This model has 4 variables, viz. cylinders, horsepower, weight, transmission. The R-squared value (0.8659) confirms that this model explains about 87% of the variance in MPG. The p-values also are significant because they have a p-value < 0.05. The coefficients conclude that increasing the number of cylinders from 4 to 6 will decrease the MPG by 3.03.

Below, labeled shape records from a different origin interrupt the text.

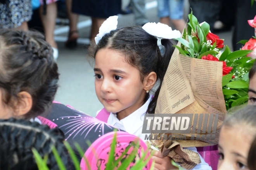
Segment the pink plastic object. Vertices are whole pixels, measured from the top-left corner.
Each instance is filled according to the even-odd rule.
[[[40,120],[41,122],[42,122],[42,124],[47,125],[50,127],[51,129],[53,129],[58,126],[50,121],[49,119],[48,119],[46,118],[43,117],[42,116],[37,116],[37,118]]]
[[[95,141],[85,153],[84,156],[87,159],[91,170],[105,169],[114,133],[116,133],[117,138],[117,144],[115,152],[116,160],[121,155],[127,146],[129,145],[132,144],[132,141],[137,141],[138,139],[140,143],[140,147],[138,152],[139,157],[137,157],[136,159],[139,159],[140,157],[142,156],[142,150],[146,151],[147,149],[146,144],[143,141],[133,135],[123,131],[112,132],[108,133]],[[125,159],[128,156],[128,154],[131,152],[133,148],[133,147],[131,146],[130,148],[128,154],[124,156],[123,159]],[[147,154],[146,158],[149,156],[149,153],[148,153]],[[126,169],[129,169],[130,167],[131,168],[133,166],[135,162],[135,160],[134,162],[132,162]],[[152,164],[152,160],[150,159],[143,169],[149,170]],[[119,163],[118,166],[120,166],[120,165],[121,163]],[[88,169],[83,158],[82,159],[80,166],[81,170]]]
[[[197,147],[198,153],[205,162],[211,167],[213,170],[217,170],[219,159],[218,145],[204,147]]]

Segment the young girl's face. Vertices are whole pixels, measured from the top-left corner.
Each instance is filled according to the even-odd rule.
[[[249,97],[248,104],[256,104],[256,74],[250,80],[248,95]]]
[[[95,89],[109,112],[128,116],[140,107],[145,96],[140,72],[119,51],[100,49],[95,59]],[[124,114],[123,114],[123,115]]]
[[[227,127],[220,132],[218,170],[248,170],[247,156],[253,138],[246,127]]]

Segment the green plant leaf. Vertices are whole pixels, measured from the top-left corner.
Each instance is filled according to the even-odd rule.
[[[189,38],[189,46],[192,49],[194,49],[194,43],[193,42],[193,40],[191,36],[188,36]]]
[[[78,161],[77,157],[76,156],[74,151],[71,148],[69,144],[66,141],[65,141],[64,143],[65,146],[66,147],[66,148],[69,152],[71,159],[72,160],[73,163],[74,163],[74,165],[76,170],[80,170],[80,162]]]
[[[178,48],[178,49],[179,50],[179,51],[180,51],[180,53],[181,54],[182,54],[184,55],[184,56],[186,56],[186,54],[184,52],[184,51],[180,47],[178,46],[173,46],[174,47],[176,47],[176,48]]]
[[[243,88],[249,87],[249,85],[244,81],[242,80],[233,81],[227,83],[227,87],[230,88]]]
[[[249,60],[251,58],[249,57],[244,57],[235,60],[234,62],[236,64],[242,64],[246,63],[246,61]]]
[[[200,46],[198,41],[197,41],[197,39],[192,39],[193,43],[194,44],[194,51],[195,53],[198,53],[199,51],[199,48],[200,48]]]
[[[49,170],[46,162],[41,158],[40,154],[35,148],[31,149],[35,159],[38,168],[38,170]],[[46,157],[47,159],[47,156]]]
[[[225,61],[227,58],[227,57],[230,53],[230,49],[229,49],[229,47],[228,46],[226,46],[225,50],[220,57],[220,61]]]
[[[201,28],[204,31],[204,34],[207,35],[210,31],[210,25],[207,22],[204,22],[201,26]]]
[[[246,42],[247,42],[249,40],[247,40],[247,39],[244,39],[243,40],[241,40],[241,41],[239,41],[237,44],[240,43],[240,44],[243,44],[244,45],[244,44],[245,44],[245,43],[246,43]]]
[[[189,44],[189,42],[188,41],[186,40],[185,39],[184,39],[182,38],[175,38],[174,39],[176,39],[176,40],[180,42],[180,43],[181,43],[185,47],[187,47],[188,48],[190,48],[190,45]]]
[[[237,90],[230,89],[222,89],[222,92],[224,95],[232,95],[238,93]]]
[[[226,85],[232,78],[233,73],[229,73],[222,76],[222,87]]]
[[[63,163],[63,162],[61,160],[61,158],[60,156],[59,155],[58,153],[57,150],[56,149],[56,148],[54,146],[52,147],[52,153],[54,154],[56,161],[57,162],[57,164],[58,164],[58,167],[61,170],[66,170],[66,167]]]
[[[233,102],[232,103],[232,104],[231,104],[231,106],[232,107],[234,107],[234,106],[241,105],[241,104],[247,102],[248,99],[248,96],[239,98],[234,102]]]
[[[203,53],[200,54],[200,56],[198,57],[197,57],[197,58],[199,59],[201,59],[202,58],[202,57],[203,56],[207,56],[207,55],[208,54],[218,54],[218,52],[215,51],[214,50],[210,50],[208,51],[206,51],[205,53]]]
[[[253,50],[247,50],[236,51],[228,55],[228,56],[227,57],[227,60],[232,60],[236,59],[240,57],[244,57],[253,51]]]

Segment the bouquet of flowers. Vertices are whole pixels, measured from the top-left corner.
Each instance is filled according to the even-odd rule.
[[[192,13],[189,17],[187,32],[184,31],[182,38],[177,39],[182,44],[181,48],[176,46],[180,54],[222,62],[222,91],[227,110],[246,102],[249,71],[255,61],[252,58],[256,58],[256,51],[251,50],[256,50],[256,39],[251,39],[242,48],[243,50],[231,52],[226,46],[221,53],[220,51],[225,47],[223,40],[209,32],[209,26],[206,22],[199,24]],[[252,22],[251,26],[256,28],[256,17]]]

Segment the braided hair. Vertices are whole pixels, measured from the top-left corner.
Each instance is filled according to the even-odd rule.
[[[37,116],[53,100],[59,75],[53,50],[42,34],[0,29],[0,90],[4,103],[15,108],[18,93],[27,92],[33,105],[24,118]]]
[[[38,169],[31,149],[42,157],[48,156],[49,169],[59,168],[52,152],[56,149],[67,169],[73,169],[70,158],[62,142],[64,138],[58,129],[22,119],[0,120],[0,169]]]

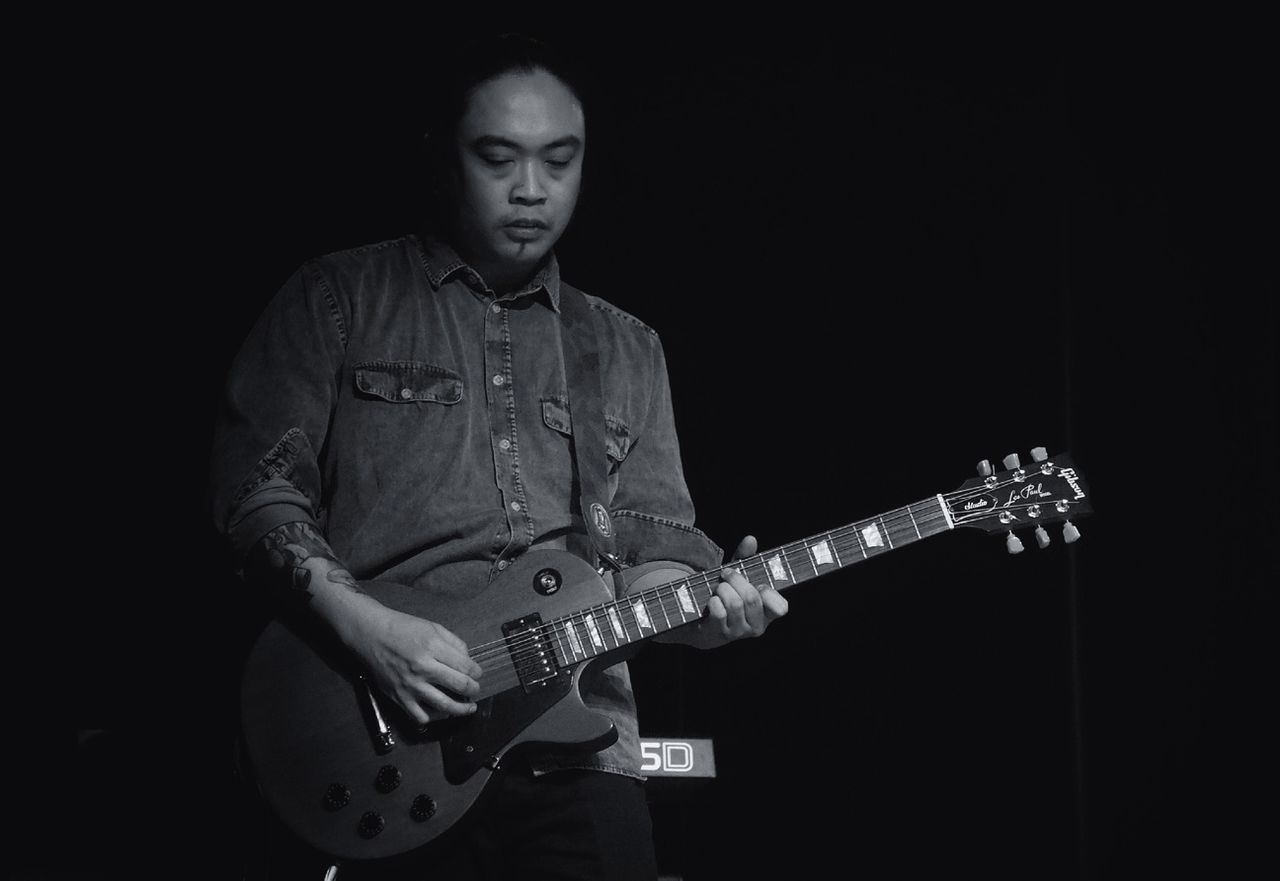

Furthermore, increasing the cylinders to 8 will decrease the MPG by 2.16. Increasing the horsepower will decrease MPG by 3.21 for every 100HP. Increasing weight will decrease MPG by 2.5 for every 1000 lbs. Manual transmission will improve the MPG by 1.81.

Residual Plots

Reference Appendix Fig. 2

The following inferences can be drawn from the plots:

  1. The points of the Residuals vs. Fitted plot are random, supporting the assumption of independence.
  2. Most points of the Normal Q-Q plot lie on or very close to the line, concluding that the residuals are normally distributed.
  3. The random points of the Scale-Location plot show that the variance is constant.
  4. The Residuals vs. Leverage plot confirms that there are no outliers, since all the points are within the 0.05.
sum((abs(dfbetas(stepf)))>1)
## [1] 0

Thus, the analysis proves the assumptions and meets the requirements.

Conclusion

Manual transmission gives a slight boost to MPG. However, the variables weight, horsepower and number of cylinders are more significant when determining the MPG.

Appendix

Fig. 1

  boxplot(mpg ~ am, 
          xlab="Transmission Type (0 = Automatic, 1 = Manual)", 
          ylab="MPG",
          main="MPG by Transmission Type")

Fig. 2

par(mfrow = c(2, 2))
plot(stepf)